Le sommet de Strasbourg/Kehl sera l’occasion de lancer la réflexion sur le nouveau « concept stratégique » de l’OTAN. Plusieurs événements nourrissent le débat : l’élection de Barack Obama, le retour annoncé de la France dans le commandement intégré de l’organisation, les difficultés de l’Alliance en Afghanistan ou encore la récente crise géorgienne, qui conduit à se demander ce qu’aurait fait l’OTAN en réponse à l’intervention russe si la Géorgie en avait été membre.
La question du rôle et des missions de l’OTAN, née il y a soixante ans sur les décombres de la seconde guerre mondiale, est désormais au centre de l’attention de la communauté internationale.
Quand une entreprise est en difficulté sur un marché, elle a le choix entre trois solutions, a expliqué Pascal Boniface, directeur de l’IRIS. Soit elle ferme boutique, soit elle tente d’élargir son marché, soit elle diversifie sa production. L’OTAN, après la fin de la guerre froide, n’a pas fermé boutique, mais elle a étendu son champ d’intervention, en se substituant parfois à l’ONU, et diversifié ses missions.
N’est-elle pas allée trop loin dans cette direction, au risque de dévoyer sa raison d’être ? N’a-t-elle pas été tentée, comme l’a noté Frédéric Charillon, directeur du Centre d’études en sciences sociales de la défense, d’endosser le rôle de « justicier sans frontières », sous l’influence des néo-conservateurs américains ?
Cette évolution, Hubert Védrine la refuse catégoriquement.
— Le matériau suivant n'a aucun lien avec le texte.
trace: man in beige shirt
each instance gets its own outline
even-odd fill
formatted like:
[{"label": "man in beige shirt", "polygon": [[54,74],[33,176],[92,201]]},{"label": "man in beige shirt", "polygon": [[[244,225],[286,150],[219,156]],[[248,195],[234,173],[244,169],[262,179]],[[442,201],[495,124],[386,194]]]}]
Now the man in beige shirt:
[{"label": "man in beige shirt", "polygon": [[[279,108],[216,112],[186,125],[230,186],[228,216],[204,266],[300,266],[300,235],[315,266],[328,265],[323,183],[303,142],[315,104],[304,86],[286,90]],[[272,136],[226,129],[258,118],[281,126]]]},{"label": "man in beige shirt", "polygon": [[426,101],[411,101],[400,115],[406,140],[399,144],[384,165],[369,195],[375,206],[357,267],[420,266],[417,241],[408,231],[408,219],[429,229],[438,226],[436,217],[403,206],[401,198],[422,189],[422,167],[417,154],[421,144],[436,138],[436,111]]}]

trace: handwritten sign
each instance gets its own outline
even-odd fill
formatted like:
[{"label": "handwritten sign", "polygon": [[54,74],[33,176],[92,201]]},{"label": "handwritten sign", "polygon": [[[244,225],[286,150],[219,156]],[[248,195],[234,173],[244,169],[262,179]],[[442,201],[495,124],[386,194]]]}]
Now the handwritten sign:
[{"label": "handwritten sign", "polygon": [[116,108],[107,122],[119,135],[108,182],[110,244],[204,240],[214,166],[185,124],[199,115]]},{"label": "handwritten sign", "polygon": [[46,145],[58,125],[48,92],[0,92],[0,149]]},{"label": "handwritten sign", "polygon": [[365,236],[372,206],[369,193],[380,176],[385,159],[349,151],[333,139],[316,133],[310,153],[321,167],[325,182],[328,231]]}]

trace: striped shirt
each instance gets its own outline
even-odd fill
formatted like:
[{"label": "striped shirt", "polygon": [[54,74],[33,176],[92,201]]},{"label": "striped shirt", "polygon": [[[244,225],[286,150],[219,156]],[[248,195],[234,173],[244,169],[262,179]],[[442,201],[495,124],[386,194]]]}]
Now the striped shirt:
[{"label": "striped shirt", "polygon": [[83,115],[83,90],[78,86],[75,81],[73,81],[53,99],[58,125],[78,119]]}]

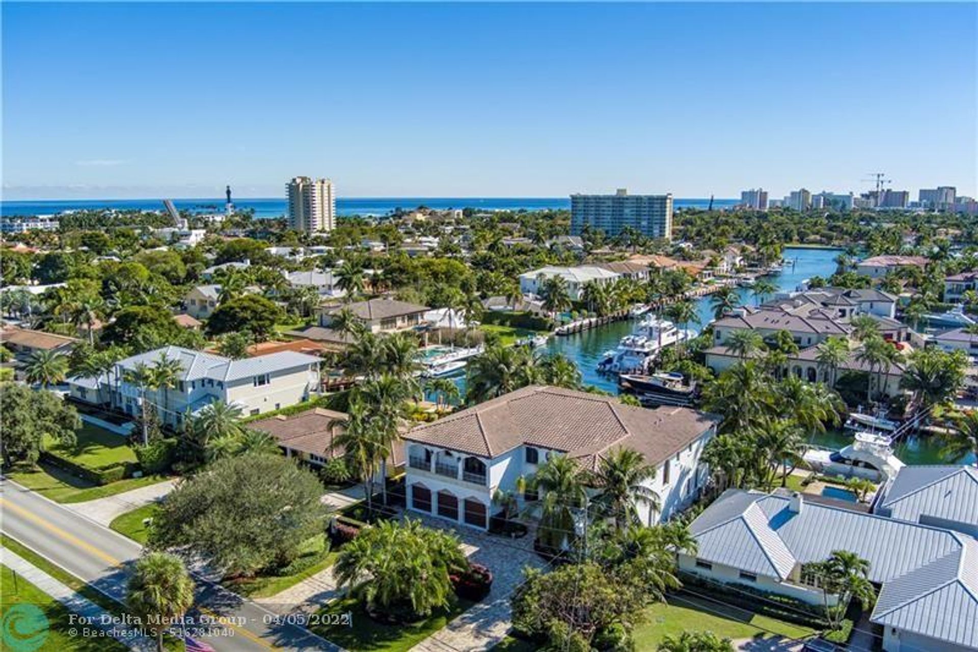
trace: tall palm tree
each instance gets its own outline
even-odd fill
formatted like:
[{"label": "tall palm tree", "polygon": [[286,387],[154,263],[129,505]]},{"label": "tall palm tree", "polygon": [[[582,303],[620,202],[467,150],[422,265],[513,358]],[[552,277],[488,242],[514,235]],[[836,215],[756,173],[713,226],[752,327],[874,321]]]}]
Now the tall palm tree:
[{"label": "tall palm tree", "polygon": [[27,358],[24,367],[28,383],[37,383],[43,389],[65,382],[67,375],[67,357],[53,350],[39,349]]},{"label": "tall palm tree", "polygon": [[597,504],[622,530],[638,523],[640,504],[648,509],[647,525],[652,525],[652,515],[661,509],[658,495],[647,487],[654,479],[655,467],[645,464],[642,453],[619,447],[599,460],[589,484],[600,491]]},{"label": "tall palm tree", "polygon": [[743,360],[764,348],[764,338],[757,331],[746,329],[734,331],[727,336],[724,345],[732,353]]},{"label": "tall palm tree", "polygon": [[[163,411],[169,417],[170,411],[170,390],[176,389],[180,382],[180,375],[183,373],[183,364],[175,357],[166,357],[165,352],[160,352],[152,367],[153,385],[158,391],[163,391]],[[173,420],[174,423],[176,420]]]},{"label": "tall palm tree", "polygon": [[[149,552],[136,562],[126,586],[126,606],[144,623],[178,621],[194,604],[194,581],[183,561],[168,552]],[[163,652],[166,628],[156,628]]]},{"label": "tall palm tree", "polygon": [[830,337],[816,348],[815,361],[827,373],[828,386],[835,387],[839,367],[849,361],[849,341],[843,337]]},{"label": "tall palm tree", "polygon": [[722,319],[725,314],[733,312],[740,304],[740,295],[731,287],[724,288],[710,298],[713,307],[713,318]]},{"label": "tall palm tree", "polygon": [[565,455],[551,455],[537,468],[530,484],[542,494],[537,538],[543,545],[559,550],[573,540],[575,513],[588,504],[584,480],[577,462]]}]

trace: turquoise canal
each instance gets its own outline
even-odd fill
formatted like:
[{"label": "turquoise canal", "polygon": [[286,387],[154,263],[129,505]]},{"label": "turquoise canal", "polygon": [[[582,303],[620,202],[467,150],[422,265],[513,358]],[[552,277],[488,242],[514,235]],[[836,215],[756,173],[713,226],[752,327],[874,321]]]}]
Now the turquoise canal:
[{"label": "turquoise canal", "polygon": [[[807,249],[788,248],[784,250],[784,259],[787,264],[784,270],[777,276],[769,277],[780,290],[795,290],[805,279],[813,276],[827,278],[835,271],[835,256],[837,249]],[[744,303],[756,303],[757,299],[749,288],[738,290]],[[704,297],[696,301],[699,324],[690,324],[690,328],[700,329],[713,319],[713,309],[710,307],[710,298]],[[573,360],[581,370],[585,385],[594,385],[605,392],[617,394],[618,388],[613,376],[598,373],[596,370],[601,353],[614,349],[618,341],[632,332],[635,323],[619,321],[601,328],[585,331],[566,337],[552,337],[546,350],[559,352]],[[465,392],[465,376],[455,379]],[[811,437],[813,444],[838,449],[852,442],[852,435],[841,431],[828,431],[815,434]],[[954,461],[974,461],[973,457],[965,460],[948,460],[941,456],[941,443],[934,438],[926,436],[905,437],[895,445],[897,456],[907,464],[938,464]]]}]

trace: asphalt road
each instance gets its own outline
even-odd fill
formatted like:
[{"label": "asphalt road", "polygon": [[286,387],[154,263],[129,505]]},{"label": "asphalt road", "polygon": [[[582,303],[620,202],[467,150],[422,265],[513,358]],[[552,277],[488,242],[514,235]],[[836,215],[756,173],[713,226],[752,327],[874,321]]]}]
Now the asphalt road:
[{"label": "asphalt road", "polygon": [[[0,531],[121,601],[129,568],[142,553],[135,541],[6,478],[0,478]],[[190,633],[218,652],[342,650],[202,577],[194,579],[197,596],[190,616],[197,630]],[[217,617],[221,620],[213,623]]]}]

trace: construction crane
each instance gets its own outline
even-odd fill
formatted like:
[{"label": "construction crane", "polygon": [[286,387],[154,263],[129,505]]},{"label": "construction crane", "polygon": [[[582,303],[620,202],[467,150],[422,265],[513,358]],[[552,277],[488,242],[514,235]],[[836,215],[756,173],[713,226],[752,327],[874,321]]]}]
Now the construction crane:
[{"label": "construction crane", "polygon": [[863,179],[863,182],[864,183],[874,183],[875,186],[876,186],[876,196],[877,197],[882,194],[882,192],[883,192],[883,186],[885,186],[888,183],[893,183],[893,179],[887,179],[886,178],[886,172],[867,172],[867,174],[871,178]]}]

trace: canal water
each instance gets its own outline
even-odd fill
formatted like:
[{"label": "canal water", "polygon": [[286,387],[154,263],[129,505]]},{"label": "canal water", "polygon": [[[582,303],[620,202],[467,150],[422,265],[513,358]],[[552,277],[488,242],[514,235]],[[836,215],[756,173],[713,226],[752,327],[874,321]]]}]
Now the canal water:
[{"label": "canal water", "polygon": [[[768,278],[782,291],[795,290],[802,281],[813,276],[827,278],[835,272],[835,256],[839,255],[840,251],[838,249],[786,248],[784,250],[786,261],[784,269],[779,274]],[[739,288],[737,293],[740,295],[742,303],[751,304],[757,303],[757,298],[753,296],[750,288]],[[710,306],[709,297],[696,300],[696,312],[700,323],[689,324],[689,328],[699,330],[713,319],[713,308]],[[593,385],[605,392],[617,394],[618,387],[615,378],[598,373],[597,366],[601,359],[601,353],[614,349],[618,345],[618,341],[631,333],[634,327],[634,321],[618,321],[575,335],[552,337],[548,341],[545,350],[562,353],[575,362],[578,369],[581,370],[585,385]],[[465,376],[453,380],[459,384],[464,395]],[[817,433],[811,436],[810,442],[838,449],[852,443],[852,435],[842,431]],[[974,461],[973,455],[963,460],[943,458],[940,454],[940,442],[926,436],[905,436],[894,447],[897,456],[911,465]]]}]

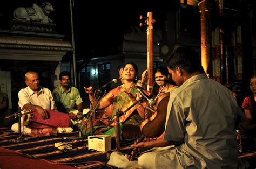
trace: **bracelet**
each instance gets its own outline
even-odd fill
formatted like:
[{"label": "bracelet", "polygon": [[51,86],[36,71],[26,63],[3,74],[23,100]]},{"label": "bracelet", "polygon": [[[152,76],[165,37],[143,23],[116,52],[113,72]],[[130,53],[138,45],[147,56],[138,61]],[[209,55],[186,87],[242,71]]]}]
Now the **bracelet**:
[{"label": "bracelet", "polygon": [[137,109],[137,108],[139,108],[139,107],[141,107],[141,106],[142,106],[142,105],[140,104],[140,103],[139,103],[139,105],[136,106],[135,108],[136,108],[136,109]]}]

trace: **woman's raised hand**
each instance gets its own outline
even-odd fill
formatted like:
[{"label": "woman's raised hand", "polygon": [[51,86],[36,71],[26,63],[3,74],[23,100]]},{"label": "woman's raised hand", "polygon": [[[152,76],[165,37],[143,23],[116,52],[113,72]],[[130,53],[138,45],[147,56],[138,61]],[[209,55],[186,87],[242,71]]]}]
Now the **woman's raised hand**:
[{"label": "woman's raised hand", "polygon": [[92,90],[93,90],[93,88],[91,86],[89,87],[84,87],[84,91],[89,94],[92,94],[93,92]]}]

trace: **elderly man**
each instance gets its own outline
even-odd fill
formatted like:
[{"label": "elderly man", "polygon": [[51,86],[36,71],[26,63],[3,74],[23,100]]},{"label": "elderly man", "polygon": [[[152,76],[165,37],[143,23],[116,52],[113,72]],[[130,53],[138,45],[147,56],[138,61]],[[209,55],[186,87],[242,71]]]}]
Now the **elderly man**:
[{"label": "elderly man", "polygon": [[70,110],[78,110],[83,112],[83,100],[78,90],[70,85],[70,74],[67,72],[59,74],[60,85],[52,91],[54,100],[58,110],[69,113]]},{"label": "elderly man", "polygon": [[225,86],[208,78],[199,57],[177,48],[166,61],[179,87],[170,95],[163,139],[132,145],[139,149],[175,145],[138,158],[143,167],[236,168],[238,149],[235,122],[242,112]]},{"label": "elderly man", "polygon": [[[42,120],[46,121],[49,117],[46,110],[56,109],[51,91],[39,86],[39,76],[36,72],[28,72],[25,75],[25,82],[28,87],[22,89],[18,94],[19,107],[22,108],[22,110],[36,111],[40,115]],[[62,116],[59,117],[59,119],[62,118]],[[68,116],[64,118],[66,121],[69,121]],[[56,135],[58,132],[58,130],[54,128],[49,128],[47,126],[41,129],[31,129],[24,126],[21,129],[23,134],[35,136]],[[12,125],[11,130],[18,132],[18,123]]]}]

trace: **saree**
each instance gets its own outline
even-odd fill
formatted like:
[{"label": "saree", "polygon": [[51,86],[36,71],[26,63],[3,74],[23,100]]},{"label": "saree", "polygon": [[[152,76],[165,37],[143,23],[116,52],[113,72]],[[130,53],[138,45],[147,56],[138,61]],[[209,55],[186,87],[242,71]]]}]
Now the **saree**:
[{"label": "saree", "polygon": [[[113,104],[112,118],[115,116],[118,111],[125,112],[125,115],[119,117],[120,130],[121,132],[120,139],[130,139],[137,138],[141,135],[139,127],[143,119],[139,116],[136,109],[136,106],[133,106],[128,109],[133,104],[130,95],[133,96],[140,93],[134,86],[131,87],[129,91],[122,91],[122,86],[118,86],[109,92],[105,96],[107,100]],[[130,94],[128,94],[129,93]],[[114,118],[113,118],[114,119]],[[102,134],[114,136],[116,133],[117,125],[116,122],[106,126],[105,119],[93,119],[92,125],[90,121],[85,119],[83,121],[81,126],[81,131],[84,136],[90,134],[90,126],[93,126],[93,134]]]}]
Il en tire argument pour s’opposer au retour de la France dans les structures militaires de l’OTAN. L’ancien ministre des affaires étrangères s’inquiète d’un « engrenage » qui transformerait l’organisation en « bras armé d’une sorte de Sainte-Alliance occidentale » sous direction américaine.
Les officiels français affirment que la réintégration de la France dans la chaîne de commandement lui permettra de peser sur les décisions de l’Alliance, soit en son nom, soit au nom de l’Union européenne. M. Védrine n’y croit pas. Le retour de la France, dit-il, « n’a pas été préparé dans cet esprit ni négocié dans ce sens ». Quant à la défense européenne, elle n’est pour lui qu’un « leurre sympathique mais marginal », qui ne saurait justifier le réalignement français.
La question centrale, dit-il, est celle du mode de décision au sein de l’Alliance, qui assure l’hégémonie américaine. Le général De Gaulle, rappelle-t-il, a essayé de le modifier avant de se résoudre à sortir du commandement intégré. Si la France doit y retourner, allons jusqu’au bout et demandons, au bénéfice de l’Europe, une alliance à deux piliers, selon Hubert Védrine.
En attendant, la plupart des intervenants ont invité l’Alliance à recentrer ses objectifs. Lolyon Howorth, professeur à l’Université Yale, l’a comparée à un « albatros ». « Ses ailes de géant l’empêchent de marcher », a-t-il ajouté, citant Baudelaire. Même si les nouvelles menaces sont multiples - allant du terrorisme à la cybercriminalité, en passant par les incertitudes de l’approvisionnement énergétique et les conséquences du réchauffement climatique -, l’OTAN n’a pas vocation à répondre à toutes.
Comme l’a souligné Alvaro de Vasconcelos, directeur de l’Institut d’études de sécurité de l’UE (ISS), l’Alliance est dans son rôle lorsqu’elle intervient dans les Balkans ou aux frontières de la Turquie, mais il ne lui appartient pas de tenter de régler des questions globales, qui appellent des réponses politiques ou sociales et non sécuritaires, comme les migrations ou la crise alimentaire. L’OTAN, selon lui, ne doit pas non plus contribuer à aggraver la bipolarisation entre l’Occident et la Russie. Sa priorité est de veiller à la sécurité de l’espace euro-atlantique. Rien de plus, rien de moins. L’Afghanistan, concède-t-il, est un cas à part. Mais il est temps pour l’Alliance d’engager le débat sur ce qu’elle doit faire et surtout sur ce qu’elle ne doit pas faire.